Given a random sample $X_1, X_2, ... X_n$ from a Poisson distribution with mean $\lambda$, can you show that $\bar{X}$ is consistent for $\lambda$?
We are told to use Tchebysheff's inequality. Which is: $Pr(|X-\mu| \geq k\sigma) \le \frac{1}{k^2}$
Also, as far as I know, consistency of an estimator is the property that as we increase the sample size of $\bar{X}$, our estimator should return values closer and closer to the actual value we want to estimate.
So the first thing I did was find the variance for $\bar{X}$ as follows:
$Var(\bar{X})=Var(\frac{\sum(X_i)}{n})=\frac{1}{n^2}Var(\sum(X_i))=\frac{\lambda}{n}$
I notice that as $n \rightarrow \infty $ the variance decreases to $0$, but how does this help me?
Now I guess we can use Tchebysheff's inequality where we need $Pr(|\bar{X}-\lambda| \geq \epsilon) = 0$ and that is where I get stuck... 
Any help is appreciated.
 A: Edit: Since it seems the point didn't get across, I'm going to fill in a few more details; it's been a while, so maybe I can venture a little more.
Start with definitions.
step 1: give a definition of consistency
Like this one from wikipedia's Consistent estimator article:

Suppose ${p_θ: θ ∈ Θ}$ is a family of distributions (the parametric model), and $X^θ = {X_1, X_2, \ldots : X_i ~ p_θ}$ is an infinite sample from the distribution $p_θ$. Let ${ T_n(X^θ) }$ be a sequence of estimators for some parameter $g(θ)$. Usually $T_n$ will be based on the first $n$ observations of a sample. Then this sequence ${T_n}$ is said to be (weakly) consistent if
$\underset{n\to\infty}{\operatorname{plim}}\;T_n(X^{\theta}) = g(\theta),\ \ \text{for all}\ \theta\in\Theta$

step 2: Note (hopefully!) that it relies on convergence in probability, so give a definition for that in turn (wikipedia article on Convergence of random variables).

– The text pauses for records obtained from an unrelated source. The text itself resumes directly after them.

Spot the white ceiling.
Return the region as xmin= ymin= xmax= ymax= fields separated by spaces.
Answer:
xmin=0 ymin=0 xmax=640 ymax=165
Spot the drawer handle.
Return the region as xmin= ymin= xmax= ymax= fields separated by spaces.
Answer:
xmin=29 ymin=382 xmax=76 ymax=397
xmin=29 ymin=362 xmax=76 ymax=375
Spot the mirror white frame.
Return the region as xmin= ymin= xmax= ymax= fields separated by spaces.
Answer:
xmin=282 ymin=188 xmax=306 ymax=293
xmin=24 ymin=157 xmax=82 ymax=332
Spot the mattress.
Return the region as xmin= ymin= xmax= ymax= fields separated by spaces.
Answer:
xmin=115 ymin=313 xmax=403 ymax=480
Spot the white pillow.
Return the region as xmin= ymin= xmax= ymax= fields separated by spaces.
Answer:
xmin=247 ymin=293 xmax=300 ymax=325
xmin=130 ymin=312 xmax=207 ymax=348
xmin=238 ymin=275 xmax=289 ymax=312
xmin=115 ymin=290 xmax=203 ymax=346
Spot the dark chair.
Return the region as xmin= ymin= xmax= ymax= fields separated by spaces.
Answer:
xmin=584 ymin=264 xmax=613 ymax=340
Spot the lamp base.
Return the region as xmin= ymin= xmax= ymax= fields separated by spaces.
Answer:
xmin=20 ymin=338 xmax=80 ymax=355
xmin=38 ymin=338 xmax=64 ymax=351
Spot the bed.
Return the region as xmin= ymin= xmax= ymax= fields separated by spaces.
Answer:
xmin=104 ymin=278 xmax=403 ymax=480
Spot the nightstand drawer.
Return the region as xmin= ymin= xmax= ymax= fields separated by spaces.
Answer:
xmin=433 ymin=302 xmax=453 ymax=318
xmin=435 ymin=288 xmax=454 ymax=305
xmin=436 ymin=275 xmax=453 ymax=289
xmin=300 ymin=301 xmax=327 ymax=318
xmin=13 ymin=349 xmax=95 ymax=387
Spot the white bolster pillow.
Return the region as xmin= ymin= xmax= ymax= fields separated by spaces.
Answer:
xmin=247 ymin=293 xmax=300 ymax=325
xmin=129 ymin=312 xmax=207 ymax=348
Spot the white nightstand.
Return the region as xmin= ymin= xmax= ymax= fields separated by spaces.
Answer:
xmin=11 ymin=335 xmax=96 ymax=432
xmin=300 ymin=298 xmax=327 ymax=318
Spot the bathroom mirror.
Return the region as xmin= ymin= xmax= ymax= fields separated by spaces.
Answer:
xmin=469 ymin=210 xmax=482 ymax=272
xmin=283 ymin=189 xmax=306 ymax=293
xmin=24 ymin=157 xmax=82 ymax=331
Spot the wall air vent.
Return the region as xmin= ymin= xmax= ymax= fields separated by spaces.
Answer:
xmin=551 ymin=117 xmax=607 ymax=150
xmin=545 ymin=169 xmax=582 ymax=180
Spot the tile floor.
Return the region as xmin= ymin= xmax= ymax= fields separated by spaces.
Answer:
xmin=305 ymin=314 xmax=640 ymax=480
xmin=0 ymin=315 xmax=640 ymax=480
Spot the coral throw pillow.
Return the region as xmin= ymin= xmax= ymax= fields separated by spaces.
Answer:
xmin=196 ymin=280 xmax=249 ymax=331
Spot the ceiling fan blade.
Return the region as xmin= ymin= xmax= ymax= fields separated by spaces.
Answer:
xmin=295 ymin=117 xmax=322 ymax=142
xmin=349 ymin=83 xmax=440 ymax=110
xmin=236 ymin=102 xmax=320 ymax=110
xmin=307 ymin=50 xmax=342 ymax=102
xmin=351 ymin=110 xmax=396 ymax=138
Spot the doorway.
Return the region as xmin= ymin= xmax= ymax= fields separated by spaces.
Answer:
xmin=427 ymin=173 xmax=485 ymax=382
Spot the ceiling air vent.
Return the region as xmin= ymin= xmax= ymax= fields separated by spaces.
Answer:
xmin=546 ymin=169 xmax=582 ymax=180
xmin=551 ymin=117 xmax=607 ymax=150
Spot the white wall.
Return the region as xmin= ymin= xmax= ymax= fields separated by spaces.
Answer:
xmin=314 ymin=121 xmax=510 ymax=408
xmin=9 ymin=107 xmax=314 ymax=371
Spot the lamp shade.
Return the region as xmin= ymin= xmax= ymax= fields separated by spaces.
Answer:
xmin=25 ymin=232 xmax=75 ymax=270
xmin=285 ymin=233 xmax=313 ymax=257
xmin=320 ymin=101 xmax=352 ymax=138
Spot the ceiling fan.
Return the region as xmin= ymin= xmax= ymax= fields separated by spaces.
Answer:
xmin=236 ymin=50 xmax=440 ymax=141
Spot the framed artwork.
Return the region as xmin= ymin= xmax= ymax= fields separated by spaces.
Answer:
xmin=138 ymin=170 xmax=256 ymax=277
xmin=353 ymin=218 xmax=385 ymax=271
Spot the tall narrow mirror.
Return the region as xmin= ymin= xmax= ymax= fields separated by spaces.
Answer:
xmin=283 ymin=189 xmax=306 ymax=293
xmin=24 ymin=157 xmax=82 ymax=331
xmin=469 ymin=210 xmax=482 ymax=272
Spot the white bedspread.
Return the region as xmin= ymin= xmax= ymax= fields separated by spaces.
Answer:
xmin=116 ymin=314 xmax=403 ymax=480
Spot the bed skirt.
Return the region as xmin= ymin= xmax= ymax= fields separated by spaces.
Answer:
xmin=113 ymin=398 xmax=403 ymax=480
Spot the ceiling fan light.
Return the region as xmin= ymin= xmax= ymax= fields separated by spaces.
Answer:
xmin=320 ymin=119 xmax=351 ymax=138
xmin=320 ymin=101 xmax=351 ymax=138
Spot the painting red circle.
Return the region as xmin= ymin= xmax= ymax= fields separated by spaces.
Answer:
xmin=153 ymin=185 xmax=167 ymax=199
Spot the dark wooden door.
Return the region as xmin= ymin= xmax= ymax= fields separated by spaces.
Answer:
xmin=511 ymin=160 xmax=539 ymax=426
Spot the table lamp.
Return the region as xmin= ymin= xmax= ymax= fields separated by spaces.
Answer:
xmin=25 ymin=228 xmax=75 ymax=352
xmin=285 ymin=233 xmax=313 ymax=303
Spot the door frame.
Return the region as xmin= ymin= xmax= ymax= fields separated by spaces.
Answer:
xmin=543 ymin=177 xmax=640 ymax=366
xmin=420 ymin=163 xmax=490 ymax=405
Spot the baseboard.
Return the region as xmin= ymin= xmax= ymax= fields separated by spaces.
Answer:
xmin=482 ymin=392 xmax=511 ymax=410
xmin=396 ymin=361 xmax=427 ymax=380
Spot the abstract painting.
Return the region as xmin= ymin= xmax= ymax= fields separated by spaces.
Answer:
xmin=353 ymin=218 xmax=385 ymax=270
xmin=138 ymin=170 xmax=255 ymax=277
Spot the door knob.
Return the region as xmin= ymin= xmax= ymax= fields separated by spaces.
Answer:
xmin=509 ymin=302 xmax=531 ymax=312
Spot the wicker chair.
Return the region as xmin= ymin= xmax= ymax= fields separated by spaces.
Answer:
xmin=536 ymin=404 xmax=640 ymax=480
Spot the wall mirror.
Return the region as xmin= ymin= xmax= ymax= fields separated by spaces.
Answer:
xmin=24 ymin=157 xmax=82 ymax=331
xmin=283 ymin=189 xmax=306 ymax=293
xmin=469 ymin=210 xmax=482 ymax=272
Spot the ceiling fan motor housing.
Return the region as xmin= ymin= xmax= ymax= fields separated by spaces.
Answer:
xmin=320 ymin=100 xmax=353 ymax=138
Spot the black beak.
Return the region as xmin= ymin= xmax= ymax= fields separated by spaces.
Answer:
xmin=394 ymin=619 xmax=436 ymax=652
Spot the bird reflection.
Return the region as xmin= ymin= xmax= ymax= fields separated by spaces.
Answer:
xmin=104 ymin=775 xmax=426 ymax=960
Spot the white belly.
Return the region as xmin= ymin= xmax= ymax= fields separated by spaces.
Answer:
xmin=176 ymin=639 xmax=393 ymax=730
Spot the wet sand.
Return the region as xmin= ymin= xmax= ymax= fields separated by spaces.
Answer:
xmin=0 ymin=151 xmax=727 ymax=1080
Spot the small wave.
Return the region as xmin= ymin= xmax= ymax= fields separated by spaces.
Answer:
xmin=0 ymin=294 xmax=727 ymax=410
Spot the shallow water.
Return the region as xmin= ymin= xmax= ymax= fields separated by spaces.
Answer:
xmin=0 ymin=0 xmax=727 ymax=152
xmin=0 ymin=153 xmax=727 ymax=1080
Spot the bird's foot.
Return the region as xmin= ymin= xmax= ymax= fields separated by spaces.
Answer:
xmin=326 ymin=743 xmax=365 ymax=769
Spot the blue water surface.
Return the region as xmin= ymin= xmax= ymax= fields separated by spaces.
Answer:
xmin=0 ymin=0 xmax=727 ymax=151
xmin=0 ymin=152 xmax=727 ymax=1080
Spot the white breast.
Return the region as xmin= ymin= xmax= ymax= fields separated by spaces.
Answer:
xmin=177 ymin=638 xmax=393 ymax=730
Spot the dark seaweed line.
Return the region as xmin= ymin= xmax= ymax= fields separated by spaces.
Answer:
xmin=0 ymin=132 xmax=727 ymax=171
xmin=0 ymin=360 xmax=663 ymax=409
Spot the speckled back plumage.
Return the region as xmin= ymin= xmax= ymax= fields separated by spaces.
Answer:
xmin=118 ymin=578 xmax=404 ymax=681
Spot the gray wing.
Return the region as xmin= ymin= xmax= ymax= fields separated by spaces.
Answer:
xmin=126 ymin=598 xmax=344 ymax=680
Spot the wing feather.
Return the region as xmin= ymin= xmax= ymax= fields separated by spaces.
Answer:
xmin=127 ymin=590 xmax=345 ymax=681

A sequence ${X_n}$ of random variables converges in probability towards the random variable $X$ if for all $ε > 0$
$\lim_{n\to\infty}\Pr\big(|X_n-X| \geq \varepsilon\big) = 0.$

step 3: Then write Chebyshev's inequality down:

Let $X$ (integrable) be a random variable with finite expected value μ and finite non-zero variance σ2. Then for any real number $k > 0$,
$\Pr(|X-\mu|\geq k\sigma) \leq \frac{1}{k^2}.$

(wikipedia article on Chebyshev's inequality)
step 4: now look at the rather strong similarity between two expressions in (2) and (3).
Does that not give you a huge clue about a way to approach this?

So let's start
From Chebyshev:
$Pr(|\bar{X}-\lambda| \geq k\lambda/n) \le \frac{1}{k^2}$ (you worked out all the parts of this but never actually wrote it down in your question. I can't fathom why you wouldn't)
Let $\epsilon=k\lambda/n$ (that's the obvious step from the "huge clue" you were supposed to see by comparing the two things I said to write down ... one had an $\epsilon$ where the other had a $k\lambda/n$ ... if you'd written them both down, as I'd been suggesting, I expect it would have been obvious as soon as you compared them).
So now, the only thing that's really left is to show that for any $\epsilon$, as $n\to\infty$, the RHS goes to 0.